What Nigeria lacks is not information—it is access to information. There is no clear statutory timeline for declassification, no independent body to review sensitive documents, and no digital infrastructure to democratise information. The National Archives Act of 1992 is outdated, and the Official Secrets Act of 1962 continues to be used to criminalise disclosure. Civil society organisations, such as SERAP, have pushed for reform, but their voices are often drowned out by institutional inertia or political self-interest.
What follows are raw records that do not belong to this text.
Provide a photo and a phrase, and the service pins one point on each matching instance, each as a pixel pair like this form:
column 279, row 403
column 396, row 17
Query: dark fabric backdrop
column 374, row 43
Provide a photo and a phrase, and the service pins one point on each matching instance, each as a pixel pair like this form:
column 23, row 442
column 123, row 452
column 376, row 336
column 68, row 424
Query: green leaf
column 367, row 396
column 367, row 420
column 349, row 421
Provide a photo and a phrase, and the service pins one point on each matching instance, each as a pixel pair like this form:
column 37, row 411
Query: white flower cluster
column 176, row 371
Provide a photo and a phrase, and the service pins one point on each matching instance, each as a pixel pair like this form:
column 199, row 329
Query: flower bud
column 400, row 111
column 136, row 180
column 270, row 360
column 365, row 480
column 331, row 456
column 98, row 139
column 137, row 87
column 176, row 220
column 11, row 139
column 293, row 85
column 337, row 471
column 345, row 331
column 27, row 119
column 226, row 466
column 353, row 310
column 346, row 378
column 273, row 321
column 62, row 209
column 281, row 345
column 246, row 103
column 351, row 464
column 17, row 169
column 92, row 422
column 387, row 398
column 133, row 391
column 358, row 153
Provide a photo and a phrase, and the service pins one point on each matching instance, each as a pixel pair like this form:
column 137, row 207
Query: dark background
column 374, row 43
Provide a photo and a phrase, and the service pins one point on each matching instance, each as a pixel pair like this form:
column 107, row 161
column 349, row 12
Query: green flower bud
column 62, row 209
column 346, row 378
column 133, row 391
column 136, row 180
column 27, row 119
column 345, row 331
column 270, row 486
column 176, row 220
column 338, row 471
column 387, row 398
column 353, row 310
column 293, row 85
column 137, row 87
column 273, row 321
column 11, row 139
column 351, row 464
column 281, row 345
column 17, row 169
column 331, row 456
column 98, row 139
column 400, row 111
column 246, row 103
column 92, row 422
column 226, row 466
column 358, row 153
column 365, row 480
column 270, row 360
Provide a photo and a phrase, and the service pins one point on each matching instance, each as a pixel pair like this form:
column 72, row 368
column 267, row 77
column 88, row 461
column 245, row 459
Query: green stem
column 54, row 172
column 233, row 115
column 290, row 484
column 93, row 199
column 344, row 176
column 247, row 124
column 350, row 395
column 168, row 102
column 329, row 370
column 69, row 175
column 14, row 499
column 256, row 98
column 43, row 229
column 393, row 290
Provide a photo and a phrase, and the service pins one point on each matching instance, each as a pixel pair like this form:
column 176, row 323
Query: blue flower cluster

It doesn’t have to be this way. Nigeria could establish a framework modelled on international best practices: a 25- or 30-year rule for routine declassification, an independent review authority, and a requirement for annotated releases that provide context. It could consult historians, victims’ families, and civil rights advocates to determine priority files. It could digitise materials, make them accessible online, and ensure that the nation’s memory is not held hostage by the few.
There is a kind of silence that feels oppressive—not the absence of noise, but the withholding of memory. That’s what sealed archives do. The Martin Luther King Jr. files didn’t just tell us about the past—they reminded us how fragile the line is between national security and state overreach, between justice and institutional fear. They demonstrated how even democracies can lose their way when they begin to view dissent as a threat rather than a catalyst for growth and change.
But what happened in July 2025 also showed something else—that even flawed transparency is better than none. Releasing the truth, even if it is decades late and imperfectly presented, allows society to breathe a little easier. It gives the next generation a chance to make sense of the world they’ve inherited. And most of all, it honours those who suffered in silence by allowing their stories to be known.
Nigeria is still on the other side of that release. Its archives remain mostly closed; its secrets still tucked away behind outdated laws and political fears. But it doesn’t have to stay that way. The decision to open the past is not a technical one—it is a moral one. It’s about whether a nation believes its people deserve to know what shaped them. Whether healing is more important than control. Whether history belongs to the state or to those who lived through it.
The King files were not perfect. They hurt, they exposed, they reopened old wounds. But they also taught. They provoked. They reminded. Nigeria’s files—on war, on death, on betrayal and resilience—are waiting to do the same. And when the door finally opens, the country will not collapse under the weight of its truth. It will finally begin to rise on it.